Youth workers provide a really important education to young people. That is not a formal, academic education, but an education in skills that are massively important. For some young people, youth clubs will be the only place where there are older people who they can trust. Those adults can help all young people to learn to interpret the world with their peers and to interact with adults, as well as providing them with role models and safe places for creativity, cultural expression and cultural exploration. They allow young people to develop so many different skills. It is what policy wonks call cultural and social capital—basically, many of the things that middle-class children hopefully take for granted.

Since 2010, we have lost so many excellent youth workers. Across this city, since the 2011-12 financial year, 104 youth centres and projects have permanently closed and a massive 562 youth workers have been put out of a job. That is a tragedy, because it has led to tragedy. That is why I am delighted that the London Borough of Newham is pursuing a huge expansion of youth services. There will be £1.4 million of investment and 33 new full-time roles—potentially the largest ever recruitment of youth workers in the UK. Our young people in Newham have been asking for that. Fortunately, the Labour Mayor and the Labour council have listened to them.
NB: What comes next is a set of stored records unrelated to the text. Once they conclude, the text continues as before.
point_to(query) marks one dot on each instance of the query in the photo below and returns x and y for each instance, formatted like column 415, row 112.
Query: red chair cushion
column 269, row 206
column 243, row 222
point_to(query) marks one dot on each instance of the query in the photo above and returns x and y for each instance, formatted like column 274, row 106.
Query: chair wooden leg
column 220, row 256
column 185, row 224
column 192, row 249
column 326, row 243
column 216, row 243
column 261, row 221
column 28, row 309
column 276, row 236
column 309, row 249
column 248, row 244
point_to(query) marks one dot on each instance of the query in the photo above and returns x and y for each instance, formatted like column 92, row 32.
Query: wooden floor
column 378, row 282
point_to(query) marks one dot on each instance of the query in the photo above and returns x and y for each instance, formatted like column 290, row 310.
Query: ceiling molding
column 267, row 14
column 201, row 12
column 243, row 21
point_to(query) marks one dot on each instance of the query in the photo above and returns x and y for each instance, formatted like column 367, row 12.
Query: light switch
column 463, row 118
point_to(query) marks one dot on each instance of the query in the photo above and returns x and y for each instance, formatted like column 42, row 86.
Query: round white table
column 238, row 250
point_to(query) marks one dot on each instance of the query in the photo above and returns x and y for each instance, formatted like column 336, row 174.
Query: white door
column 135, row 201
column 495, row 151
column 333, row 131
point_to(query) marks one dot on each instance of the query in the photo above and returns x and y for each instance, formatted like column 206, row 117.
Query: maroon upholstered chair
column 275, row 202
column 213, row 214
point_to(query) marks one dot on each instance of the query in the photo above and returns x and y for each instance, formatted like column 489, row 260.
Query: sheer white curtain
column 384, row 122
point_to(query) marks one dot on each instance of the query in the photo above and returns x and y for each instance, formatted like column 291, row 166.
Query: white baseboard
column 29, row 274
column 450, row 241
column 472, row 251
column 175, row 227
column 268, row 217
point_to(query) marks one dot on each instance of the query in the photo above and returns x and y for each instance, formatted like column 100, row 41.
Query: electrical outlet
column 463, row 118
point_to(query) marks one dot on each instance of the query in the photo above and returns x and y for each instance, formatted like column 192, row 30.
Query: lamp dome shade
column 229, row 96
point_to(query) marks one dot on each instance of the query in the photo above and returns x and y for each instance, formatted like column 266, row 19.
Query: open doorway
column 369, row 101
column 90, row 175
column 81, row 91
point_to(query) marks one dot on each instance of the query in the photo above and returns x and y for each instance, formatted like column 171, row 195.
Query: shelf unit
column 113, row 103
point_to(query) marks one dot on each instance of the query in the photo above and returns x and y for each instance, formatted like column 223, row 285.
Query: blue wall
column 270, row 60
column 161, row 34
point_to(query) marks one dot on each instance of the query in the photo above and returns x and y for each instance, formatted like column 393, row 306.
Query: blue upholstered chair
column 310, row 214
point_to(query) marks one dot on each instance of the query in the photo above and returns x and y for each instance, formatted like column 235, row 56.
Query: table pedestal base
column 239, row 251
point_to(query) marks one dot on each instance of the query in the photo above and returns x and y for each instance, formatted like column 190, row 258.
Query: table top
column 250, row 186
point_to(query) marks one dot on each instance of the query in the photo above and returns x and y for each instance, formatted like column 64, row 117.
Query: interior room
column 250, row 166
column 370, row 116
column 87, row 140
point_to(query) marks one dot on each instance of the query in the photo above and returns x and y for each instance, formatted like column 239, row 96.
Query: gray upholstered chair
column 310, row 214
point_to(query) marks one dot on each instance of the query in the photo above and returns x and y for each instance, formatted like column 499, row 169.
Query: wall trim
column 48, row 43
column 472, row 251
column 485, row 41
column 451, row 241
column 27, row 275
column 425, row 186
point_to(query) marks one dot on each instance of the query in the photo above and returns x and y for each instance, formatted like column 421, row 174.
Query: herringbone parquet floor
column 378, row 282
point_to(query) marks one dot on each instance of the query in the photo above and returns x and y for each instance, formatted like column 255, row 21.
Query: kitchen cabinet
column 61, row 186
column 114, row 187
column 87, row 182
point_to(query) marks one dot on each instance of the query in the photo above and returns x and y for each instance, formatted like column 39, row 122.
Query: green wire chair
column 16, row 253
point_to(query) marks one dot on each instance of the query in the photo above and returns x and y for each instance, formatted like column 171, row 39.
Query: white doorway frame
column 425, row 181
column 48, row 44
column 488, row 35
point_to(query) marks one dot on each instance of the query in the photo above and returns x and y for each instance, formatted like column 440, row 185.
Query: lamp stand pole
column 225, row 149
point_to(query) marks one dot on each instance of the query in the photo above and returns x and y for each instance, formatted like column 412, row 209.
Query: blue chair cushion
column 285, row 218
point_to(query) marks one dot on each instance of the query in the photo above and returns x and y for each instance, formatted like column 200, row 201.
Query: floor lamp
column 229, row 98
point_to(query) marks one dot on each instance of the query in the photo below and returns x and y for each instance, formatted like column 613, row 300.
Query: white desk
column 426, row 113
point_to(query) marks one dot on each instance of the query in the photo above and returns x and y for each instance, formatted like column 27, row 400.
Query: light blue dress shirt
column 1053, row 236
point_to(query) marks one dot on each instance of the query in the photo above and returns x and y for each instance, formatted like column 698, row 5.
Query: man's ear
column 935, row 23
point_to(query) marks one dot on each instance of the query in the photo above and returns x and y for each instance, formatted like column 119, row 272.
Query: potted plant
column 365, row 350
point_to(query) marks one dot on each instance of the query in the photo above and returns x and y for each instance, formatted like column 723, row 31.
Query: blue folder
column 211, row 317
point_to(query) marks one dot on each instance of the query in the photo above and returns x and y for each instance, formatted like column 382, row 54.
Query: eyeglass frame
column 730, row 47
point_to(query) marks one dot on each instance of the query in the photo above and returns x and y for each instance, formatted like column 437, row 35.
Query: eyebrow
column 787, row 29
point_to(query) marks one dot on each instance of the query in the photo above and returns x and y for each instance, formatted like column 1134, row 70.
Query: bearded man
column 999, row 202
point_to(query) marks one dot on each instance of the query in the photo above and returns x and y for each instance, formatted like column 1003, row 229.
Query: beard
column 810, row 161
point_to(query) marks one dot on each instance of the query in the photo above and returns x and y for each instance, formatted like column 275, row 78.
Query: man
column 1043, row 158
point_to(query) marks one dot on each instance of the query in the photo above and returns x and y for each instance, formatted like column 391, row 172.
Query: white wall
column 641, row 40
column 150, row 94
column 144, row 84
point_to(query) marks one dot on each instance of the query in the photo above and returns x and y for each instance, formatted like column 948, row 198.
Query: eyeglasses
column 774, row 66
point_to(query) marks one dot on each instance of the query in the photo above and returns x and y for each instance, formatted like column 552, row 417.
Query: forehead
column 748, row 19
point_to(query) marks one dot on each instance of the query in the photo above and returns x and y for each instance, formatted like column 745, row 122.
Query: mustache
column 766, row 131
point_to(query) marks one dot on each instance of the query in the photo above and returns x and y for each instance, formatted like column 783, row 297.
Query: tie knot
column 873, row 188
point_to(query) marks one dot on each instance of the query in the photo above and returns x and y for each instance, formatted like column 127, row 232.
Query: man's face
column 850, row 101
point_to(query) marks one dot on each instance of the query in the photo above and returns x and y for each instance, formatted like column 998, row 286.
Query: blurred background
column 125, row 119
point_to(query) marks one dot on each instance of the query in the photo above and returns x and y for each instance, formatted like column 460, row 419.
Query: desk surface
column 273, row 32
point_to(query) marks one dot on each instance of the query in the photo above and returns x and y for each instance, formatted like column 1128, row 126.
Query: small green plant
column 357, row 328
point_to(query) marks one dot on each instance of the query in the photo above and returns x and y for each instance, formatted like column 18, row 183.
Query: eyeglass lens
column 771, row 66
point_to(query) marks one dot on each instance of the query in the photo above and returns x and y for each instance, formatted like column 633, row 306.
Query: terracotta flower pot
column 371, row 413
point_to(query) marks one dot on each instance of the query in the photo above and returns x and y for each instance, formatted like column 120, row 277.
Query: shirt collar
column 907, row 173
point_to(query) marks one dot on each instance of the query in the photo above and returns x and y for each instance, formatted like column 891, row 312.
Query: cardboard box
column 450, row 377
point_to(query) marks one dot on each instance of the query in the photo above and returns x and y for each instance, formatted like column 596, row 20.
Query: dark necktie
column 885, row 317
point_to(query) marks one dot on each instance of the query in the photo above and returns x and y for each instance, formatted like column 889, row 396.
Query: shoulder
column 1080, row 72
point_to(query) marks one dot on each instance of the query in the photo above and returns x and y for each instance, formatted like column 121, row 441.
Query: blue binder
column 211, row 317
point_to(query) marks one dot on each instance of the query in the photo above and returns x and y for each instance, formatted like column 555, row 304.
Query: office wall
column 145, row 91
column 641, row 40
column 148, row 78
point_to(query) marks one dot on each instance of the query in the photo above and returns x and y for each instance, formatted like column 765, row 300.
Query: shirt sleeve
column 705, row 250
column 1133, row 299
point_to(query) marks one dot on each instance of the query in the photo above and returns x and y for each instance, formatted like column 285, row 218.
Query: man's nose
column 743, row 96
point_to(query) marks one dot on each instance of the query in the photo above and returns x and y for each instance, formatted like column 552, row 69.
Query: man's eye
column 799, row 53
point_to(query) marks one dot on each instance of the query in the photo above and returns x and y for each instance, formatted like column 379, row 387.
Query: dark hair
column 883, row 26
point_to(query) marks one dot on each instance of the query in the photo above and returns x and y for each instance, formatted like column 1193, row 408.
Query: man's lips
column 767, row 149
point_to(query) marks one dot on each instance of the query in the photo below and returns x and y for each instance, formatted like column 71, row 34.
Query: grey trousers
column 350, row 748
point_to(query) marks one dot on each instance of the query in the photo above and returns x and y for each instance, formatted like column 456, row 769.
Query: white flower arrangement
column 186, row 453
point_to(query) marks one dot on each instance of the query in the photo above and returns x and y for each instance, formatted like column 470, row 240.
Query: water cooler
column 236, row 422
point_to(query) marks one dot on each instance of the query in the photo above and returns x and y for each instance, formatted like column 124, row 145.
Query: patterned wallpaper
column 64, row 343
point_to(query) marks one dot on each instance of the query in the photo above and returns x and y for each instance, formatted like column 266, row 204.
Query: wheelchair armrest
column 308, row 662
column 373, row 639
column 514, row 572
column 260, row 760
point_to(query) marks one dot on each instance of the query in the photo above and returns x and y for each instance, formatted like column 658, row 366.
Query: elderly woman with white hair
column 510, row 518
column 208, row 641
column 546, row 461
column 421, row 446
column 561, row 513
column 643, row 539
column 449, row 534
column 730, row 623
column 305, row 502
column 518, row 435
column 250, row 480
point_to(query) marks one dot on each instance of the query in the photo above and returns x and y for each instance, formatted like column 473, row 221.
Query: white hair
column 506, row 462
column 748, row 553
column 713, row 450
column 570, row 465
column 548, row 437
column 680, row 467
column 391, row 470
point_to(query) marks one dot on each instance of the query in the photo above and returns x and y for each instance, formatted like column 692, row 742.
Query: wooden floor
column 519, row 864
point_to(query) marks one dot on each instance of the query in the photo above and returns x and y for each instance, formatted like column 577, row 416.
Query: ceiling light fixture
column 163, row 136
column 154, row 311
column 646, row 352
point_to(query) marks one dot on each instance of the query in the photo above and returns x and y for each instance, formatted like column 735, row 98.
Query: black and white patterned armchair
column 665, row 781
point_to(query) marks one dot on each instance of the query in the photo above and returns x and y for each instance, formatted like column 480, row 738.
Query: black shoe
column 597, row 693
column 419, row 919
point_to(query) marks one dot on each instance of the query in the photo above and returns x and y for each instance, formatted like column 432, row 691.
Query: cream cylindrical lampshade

The new services will be up and ready by the end of this year, and I know they will make a huge positive difference. We only need to listen to the testimony of children to understand why. Newham parents whose children spent last summer with youth clubs and council-funded youth services said it was the best summer their children had had. One young man said:

“The youth centre was a place that they offered me support, and the only worker who didn’t judge me, and actually attended all my meetings, was the youth worker. She never gave up on me, even when I gave up on myself.”

Those life-changing and, I suggest, life-preserving experiences need to be available to children across the country. How about the Minister matching the Labour promise of statutory youth services in every single area, so that no child misses out? Once she does that, she must ensure she does not pass the youth service buck without the bucks to match.